Fotograaf en blogger Bianca herkent dit. “Ik eet veel muntdrop, en dan specifiek die van van die kleine. Ik heb gelezen dat bepaalde dingen, zoals snoep en ijs, zorgen voor een fijn mondgevoel bij mensen met autisme. De positieve prikkels die je krijgt als je dat eet, kunnen helpen tegen een overprikkeld gevoel. Dat heb ik dus met muntdrop, omdat het zo lekker smelt en het glijdt in je mond. Ik hou er ook van dat alle dropjes dezelfde vorm hebben, waardoor je de hele tijd hetzelfde gevoel hebt in je mond.”
Toen Bianca negentien was at ze op sommige dagen alleen nog maar snoep zoals die muntdropjes. Ze heeft toen acht maanden in therapie gezeten. Dat was onder andere om een eetprobleem te behandelen.

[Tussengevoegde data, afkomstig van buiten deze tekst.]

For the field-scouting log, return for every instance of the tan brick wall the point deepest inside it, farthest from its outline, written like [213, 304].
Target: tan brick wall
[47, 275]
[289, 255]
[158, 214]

Dat ze autisme had was toen nog niet bekend, maar Bianca vindt dat dat eigenlijk wel herkend had moeten worden. “Ik had een atypische eetstoornis. Ik vond mezelf niet per se dik, maar ik was wel geobsedeerd door cijfers; ik wilde een bepaald getal wegen. En ik was bang om bepaalde dingen te eten.”
Waar de overgevoeligheid ook toe kan leiden, is moeite met boodschappen doen. De top 40-muziek die in veel supermarkten de hele dag uit de speakers schalt is leuk en aardig, maar het maakt het voor mensen met autisme niet bepaald overzichtelijker. Ook kan het in supermarkten heel druk zijn, zijn er veel piepgeluiden en kan de uitgebreide keuze overweldigend zijn. Zo is Jorien wel eens thuis gekomen met een vrucht waarvan ze eigenlijk geen idee had wat het was of wat ze ermee kon – gekocht terwijl ze overprikkeld was.
Mensen met autisme kunnen ook juist onder gevoelig zijn voor prikkels. De mensen die hier last van hebben krijgen geen hongergevoel of vol gevoel. Dan blijf je dus dooreten of begin je niet met eten als dat nodig is. Dat kan zorgen voor over- of ondergewicht. Dit is volgens Jorien een nog minder bekend probleem dan dan de overgevoeligheid voor prikkels bij eten.
Daarnaast hebben mensen met autisme minder goed door wat zo’n eetbui zonder rem voor invloed kan hebben op de toekomst. “Ze zijn vooral bezig met leven in het ‘nu.’ De behoeften die ze op dit moment hebben willen ze nu bevredigen, zonder dat ze de consequenties op lange termijn zien,” vertelt Jorien. ” In theorie begrijpen ze dus wel dat ongezond eten invloed kan hebben op hun gezondheid in de toekomst, maar ze voelen daar minder bij en hebben er minder zicht op dan mensen zonder autisme.”
“Soms zijn er periodes dat het slecht met me gaat en dan ga ik ook minder goed eten,” zegt Bianca. “Dan eet ik bijvoorbeeld als ontbijt, lunch en diner cornflakes. Maar dat is wel heel dramatisch en dan weet ik zelf ook dat dat niet goed is. Het is een soort neerwaartse spiraal waar ik in terecht kom. Door het slechte eten kan ik minder goed nadenken, waardoor ik slechte beslissingen maak. Dan blijf ik dus slecht eten.”
“Ik ken ook mensen die bijvoorbeeld worteltjes aten en zich daarna niet lekker voelden,” vertelt kookpedagoog Karen. “Vervolgens eten ze dat nooit meer, omdat ze er een slechte herinnering aan hebben. Ze kunnen de worteltjes en het misselijke gevoel niet los van elkaar zien.” Dat komt doordat mensen met autisme op een andere manier denken dan mensen zonder autisme. Ze gaan worteltjes en ziek zijn met elkaar associëren, wat kan leiden tot angst voor het eten van worteltjes (of elk willekeurig ander eten). Die andere manier van denken gaat dus verder dan de welbekende symptomen – zoals het vermijden van oogcontact of sociaal onhandig zijn – die je bijvoorbeeld in de film Rain Man of de Netflix-serie Atypical ziet.